Another common scam is to have someone invest on your behalf. Usually a spammer will send you an email or call you offering to sell you cryptocurrency. Regardless of the price, you should treat a crypto investment as a financial transaction between trusted parties.
Protect your crypto passwords
You should also note that blockchain transactions are usually not insured by financial institutions, governments or authorities. But some protection may be possible through an intermediary. MasterCard, for example, is planning to support cryptocurrencies directly on its network later this year in a way that the Wall Street Journal describes as offering “significant consumer protections, compliance protocols and other measures.”
Since a blockchain is a permanent log of transactions, actions such as deposits and withdrawals aren’t reversible. In other words, if you give someone cryptocurrency or if they steal it from you, it is impossible to get it back except if they give it back to you.

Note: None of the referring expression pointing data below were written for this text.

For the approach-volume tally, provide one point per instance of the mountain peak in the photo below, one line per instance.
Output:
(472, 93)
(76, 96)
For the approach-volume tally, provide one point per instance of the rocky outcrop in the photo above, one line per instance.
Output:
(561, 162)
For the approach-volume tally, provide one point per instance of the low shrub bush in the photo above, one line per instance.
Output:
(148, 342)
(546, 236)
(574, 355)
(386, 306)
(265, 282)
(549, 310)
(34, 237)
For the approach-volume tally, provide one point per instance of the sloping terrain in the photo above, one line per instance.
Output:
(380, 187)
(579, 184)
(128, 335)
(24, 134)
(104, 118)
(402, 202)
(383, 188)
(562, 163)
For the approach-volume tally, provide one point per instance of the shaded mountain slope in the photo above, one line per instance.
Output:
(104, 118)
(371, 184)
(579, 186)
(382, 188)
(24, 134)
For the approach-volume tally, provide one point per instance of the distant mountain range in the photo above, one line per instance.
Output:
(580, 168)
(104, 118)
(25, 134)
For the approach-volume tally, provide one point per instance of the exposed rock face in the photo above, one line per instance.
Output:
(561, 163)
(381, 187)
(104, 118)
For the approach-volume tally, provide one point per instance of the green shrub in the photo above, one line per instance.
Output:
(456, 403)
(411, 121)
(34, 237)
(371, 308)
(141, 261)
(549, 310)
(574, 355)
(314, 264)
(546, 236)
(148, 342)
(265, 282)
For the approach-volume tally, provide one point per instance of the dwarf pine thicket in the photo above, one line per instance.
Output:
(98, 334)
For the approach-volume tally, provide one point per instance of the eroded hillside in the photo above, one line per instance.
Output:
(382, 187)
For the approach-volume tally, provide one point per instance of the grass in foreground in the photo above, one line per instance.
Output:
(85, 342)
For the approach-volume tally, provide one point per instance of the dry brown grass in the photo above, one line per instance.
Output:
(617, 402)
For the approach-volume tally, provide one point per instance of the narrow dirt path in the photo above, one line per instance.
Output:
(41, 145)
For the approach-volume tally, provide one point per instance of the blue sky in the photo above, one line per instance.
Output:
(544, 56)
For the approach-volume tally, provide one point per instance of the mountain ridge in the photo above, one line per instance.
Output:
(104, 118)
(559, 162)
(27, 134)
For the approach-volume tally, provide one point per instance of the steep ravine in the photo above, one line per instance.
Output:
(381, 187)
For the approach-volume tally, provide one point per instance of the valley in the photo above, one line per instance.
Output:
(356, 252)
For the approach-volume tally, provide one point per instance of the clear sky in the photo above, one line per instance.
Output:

The ability to convert from one cryptocurrency to another also makes identifying suspicious activity more important than ever.
An essential step in protecting your crypto assets is to safeguard all of your online accounts, especially your exchange account, through two-factor authentication. Whenever you log in,you will be required to input a code (usually an authentication code) from your phone or computer as an additional form of identity verification. Two-factor authentication ensures account security by requiring access to physical devices, not just an email address and password.
If you’re more experienced, consider getting a cryptocurrency hardware wallet. These are small electronic devices which store your crypto and integrate it with online software. The digital signature of the device itself, as well as further identification checks, help guard your coins. The most popular wallet available is the Ledger Nano X.
And a final thought about regulations
Although cryptocurrency regulations are in an early stage of development, there’s a wide range of legal and regulatory practices involved. China, for example, prohibits financial institutions from engaging in crypto transactions but permits crypto mining operations. Japan has taken an approach similar to the U.S., focusing on regulation and crypto taxation. Be sure to understand the implications of your crypto investments in your locale, and note that individual states and provinces may have laws, too, that allow or prohibit what you want to do in crypto.